Though a significant percentage of physicians say they discuss smoking with their smoking patients on every visit, or occasionally, their discussions generally focus either on repeating widely available public health messages or information gathering rather than actually facilitating quitting. Only 47% help the smoker develop a plan to quit, 39% recommend an over-the-counter (OTC) medication and 29% prescribe a prescription medication. North American doctors are more proactive with 76% helping the smoker to develop a plan to quit and 57% prescribing a medication, compared with 43% and 21% respectively in Europe.   

The vast majority of doctors understand why quitting smoking is so difficult. Nearly all agree that smoking is an addictive behaviour and 81% consider it a chronic, relapsing medical condition. Indeed, 71% agree that smoking should be classified as a medical condition and 64% believe that if this were to happen, it would encourage more smokers to quit. 

‘To successfully combat deaths caused by smoking, everybody, both physicians and non-physicians, needs to reframe how we talk and think about smoking,’ said Professor
Serena Tonstad, Department of Preventive Cardiology, Ulleval University Hospital, Norway. ‘Smoking is not a manifestation of a weak will or character, but a chronic relapsing medical condition caused by tobacco dependence. Many smokers may require medical treatment for this condition, because most smokers are addicted to inhaled nicotine.  This addiction ultimately takes the life of one out of two smokers prematurely.’

When asked what would make it easier for them to help smokers to quit doctors were very clear.They agreed that they want more effective medication (81%), additional coaching on how to communicate and motivate smokers to quit (78%), and more widely pub-licised smoking cessation success rates (77%).
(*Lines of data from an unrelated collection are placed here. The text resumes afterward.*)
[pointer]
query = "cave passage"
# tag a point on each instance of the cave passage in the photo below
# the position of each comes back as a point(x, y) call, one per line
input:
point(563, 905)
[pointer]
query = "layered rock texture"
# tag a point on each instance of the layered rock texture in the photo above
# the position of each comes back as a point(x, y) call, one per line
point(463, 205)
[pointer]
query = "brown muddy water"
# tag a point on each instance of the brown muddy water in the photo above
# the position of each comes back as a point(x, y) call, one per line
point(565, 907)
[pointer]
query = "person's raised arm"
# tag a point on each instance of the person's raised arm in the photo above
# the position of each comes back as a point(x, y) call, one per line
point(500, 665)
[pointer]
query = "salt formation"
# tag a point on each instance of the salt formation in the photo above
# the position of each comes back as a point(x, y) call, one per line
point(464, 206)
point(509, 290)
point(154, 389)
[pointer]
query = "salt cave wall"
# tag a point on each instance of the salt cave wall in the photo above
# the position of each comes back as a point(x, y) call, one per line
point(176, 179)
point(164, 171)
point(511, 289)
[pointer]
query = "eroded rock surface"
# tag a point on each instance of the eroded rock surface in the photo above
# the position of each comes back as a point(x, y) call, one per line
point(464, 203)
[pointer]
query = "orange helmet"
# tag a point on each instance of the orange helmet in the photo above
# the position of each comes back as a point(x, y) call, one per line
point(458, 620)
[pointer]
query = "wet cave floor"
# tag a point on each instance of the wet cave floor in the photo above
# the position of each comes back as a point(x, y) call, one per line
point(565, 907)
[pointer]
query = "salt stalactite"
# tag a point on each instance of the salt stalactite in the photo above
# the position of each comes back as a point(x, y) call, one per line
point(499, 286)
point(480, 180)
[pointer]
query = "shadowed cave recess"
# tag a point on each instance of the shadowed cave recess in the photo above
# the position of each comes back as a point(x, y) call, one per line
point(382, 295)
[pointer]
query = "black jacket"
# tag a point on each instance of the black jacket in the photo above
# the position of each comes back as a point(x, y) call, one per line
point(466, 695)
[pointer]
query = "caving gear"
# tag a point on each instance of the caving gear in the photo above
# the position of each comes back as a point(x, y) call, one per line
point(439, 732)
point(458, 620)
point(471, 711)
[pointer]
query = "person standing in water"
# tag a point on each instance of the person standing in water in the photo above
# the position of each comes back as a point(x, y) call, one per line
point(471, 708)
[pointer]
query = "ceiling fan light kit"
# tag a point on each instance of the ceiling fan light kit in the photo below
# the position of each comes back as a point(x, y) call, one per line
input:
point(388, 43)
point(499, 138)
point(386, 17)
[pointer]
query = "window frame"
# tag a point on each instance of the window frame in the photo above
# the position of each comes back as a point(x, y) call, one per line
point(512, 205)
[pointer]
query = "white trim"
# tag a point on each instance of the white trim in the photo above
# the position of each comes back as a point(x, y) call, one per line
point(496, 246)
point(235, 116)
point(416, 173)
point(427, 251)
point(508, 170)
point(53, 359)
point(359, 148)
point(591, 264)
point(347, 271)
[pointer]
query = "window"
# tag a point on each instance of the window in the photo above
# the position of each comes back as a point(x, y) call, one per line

Professor Williams said that by 2010, the WHO estimates that the annual global cost of tobacco-related illness will be ¤407 billion. ‘The number of Europeans dying from CVD due to smoking rose by 13% from 1990–2000. Although smoking has declined in many European countries, the rate of decline is now slowing. It is quite clear that in certain regions of Europe, particularly Eastern Europe, smoking rates are continuing to rise so I do not expect that the numbers dying from cardiovascular disease attributable to smoking will fall until new strategies begin to bite.’
The WHO estimates that under 5% of smokers who try to quit unaided manage to remain abstinent at one year. The physician has an important role to play as a ‘partner’ in helping patients quit, as well as providing professional advice and treatments to overcome tobacco dependence.

Professor Andrew Pipe, University of Ottawa Heart Institute, Canada, said that 86% of people in the EU are in favour of smoking bans in offices and other indoor workplaces, with 61% in favour of smoking bans in bars or pubs.  Support is highest in countries where a ban has been implemented for more than one year, such as Italy, Sweden and Ireland.

‘We are facing a Tsunami of preventable disease in years to come.  It is so huge as to be almost incomprehensible,’ said Professor Pipe. ‘The evidence is quite clear, in Europe as elsewhere, that there is a huge burden of unnecessary morbidity and mortality which is produced by addiction to nicotine.’